アフリカ人幼児における RTS,S/AS01 マラリアワクチンの 7 年間の有効性
Seven-Year Efficacy of RTS,S/AS01 Malaria Vaccine among Young African Children
A. Olotu and Others
マラリアワクチン候補の RTS,S/AS01 は,定期接種化に向けて情報を得ることを目的に,評価が行われている.
生後 5~17 ヵ月の時点で,RTS,S/AS01 ワクチン接種群と狂犬病(対照)ワクチン接種群に無作為に割り付けられ,3 回接種した児を 7 年間追跡した.評価項目は,臨床的マラリア(体温 37.5℃以上,かつ原虫数が 2,500/mm3 を超える熱帯熱マラリア原虫 [Plasmodium falciparum] 感染)とした.事前に規定しなかったが,各参加者のマラリア曝露を推定する目的で各自宅から半径 1 km 以内の居住者におけるマラリア有病率に関する情報をもとに解析を行った.ワクチン有効率は,RTS,S/AS01 群の対照群に対するハザード比または発生率比を 1 から減じ,100 を乗じた値と定義した.

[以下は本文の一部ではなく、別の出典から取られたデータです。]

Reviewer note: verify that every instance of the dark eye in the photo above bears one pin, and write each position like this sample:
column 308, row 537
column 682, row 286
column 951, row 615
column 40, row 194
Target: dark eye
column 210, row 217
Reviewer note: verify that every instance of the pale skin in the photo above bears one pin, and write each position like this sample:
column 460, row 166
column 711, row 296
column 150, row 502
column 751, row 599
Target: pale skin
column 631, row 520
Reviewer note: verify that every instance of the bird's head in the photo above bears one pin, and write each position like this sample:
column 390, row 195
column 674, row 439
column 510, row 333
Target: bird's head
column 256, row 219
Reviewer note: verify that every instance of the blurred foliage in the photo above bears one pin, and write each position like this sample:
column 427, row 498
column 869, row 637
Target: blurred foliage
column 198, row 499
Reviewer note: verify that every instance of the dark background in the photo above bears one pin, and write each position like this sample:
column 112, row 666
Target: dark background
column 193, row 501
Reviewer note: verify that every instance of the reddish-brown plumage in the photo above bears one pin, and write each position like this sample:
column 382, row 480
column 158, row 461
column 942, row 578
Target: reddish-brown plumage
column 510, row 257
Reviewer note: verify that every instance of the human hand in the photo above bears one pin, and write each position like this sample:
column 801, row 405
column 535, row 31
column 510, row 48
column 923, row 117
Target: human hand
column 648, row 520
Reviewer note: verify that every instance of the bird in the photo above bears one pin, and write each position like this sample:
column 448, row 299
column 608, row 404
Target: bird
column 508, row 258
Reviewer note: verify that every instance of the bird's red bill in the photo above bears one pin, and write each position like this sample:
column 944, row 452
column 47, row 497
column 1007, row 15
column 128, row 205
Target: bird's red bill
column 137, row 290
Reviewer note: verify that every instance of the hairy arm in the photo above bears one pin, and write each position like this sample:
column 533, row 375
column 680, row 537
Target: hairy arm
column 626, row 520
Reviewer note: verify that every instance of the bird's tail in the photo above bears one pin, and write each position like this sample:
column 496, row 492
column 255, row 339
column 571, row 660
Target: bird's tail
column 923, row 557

7 年間の追跡で,臨床的マラリアは,RTS,S/AS01 群の 223 例では 1,002 件,対照群の 224 例では 992 件同定された.負の二項回帰によって評価したワクチン有効率は,intention-to-treat 解析では 4.4%(95%信頼区間 [CI] -17.0~21.9,P=0.66),per-protocol 解析では 7.0%(95% CI -14.5~24.6,P=0.52)であった.ワクチンの効果は経時的に減弱し(接種と時間の交互作用について P=0.006),マラリア原虫への曝露が平均よりも高い児では,5 年目に負の効果が認められた(intention-to-treat 解析:-43.5%,95% CI -100.3~-2.8 [P=0.03];per-protocol 解析:-56.8%,95% CI -118.7~-12.3 [P=0.008]).
RTS,S/AS01 ワクチンの 3 回接種は,接種後早期には臨床的マラリアに対する防御効果を示したが,マラリア原虫への曝露が平均よりも高い地域では後年にリバウンドがみられ,この結果は相殺された.(PATH マラリアワクチンイニシアチブほかから研究助成を受けた.ClinicalTrials.gov 登録番号 NCT00872963)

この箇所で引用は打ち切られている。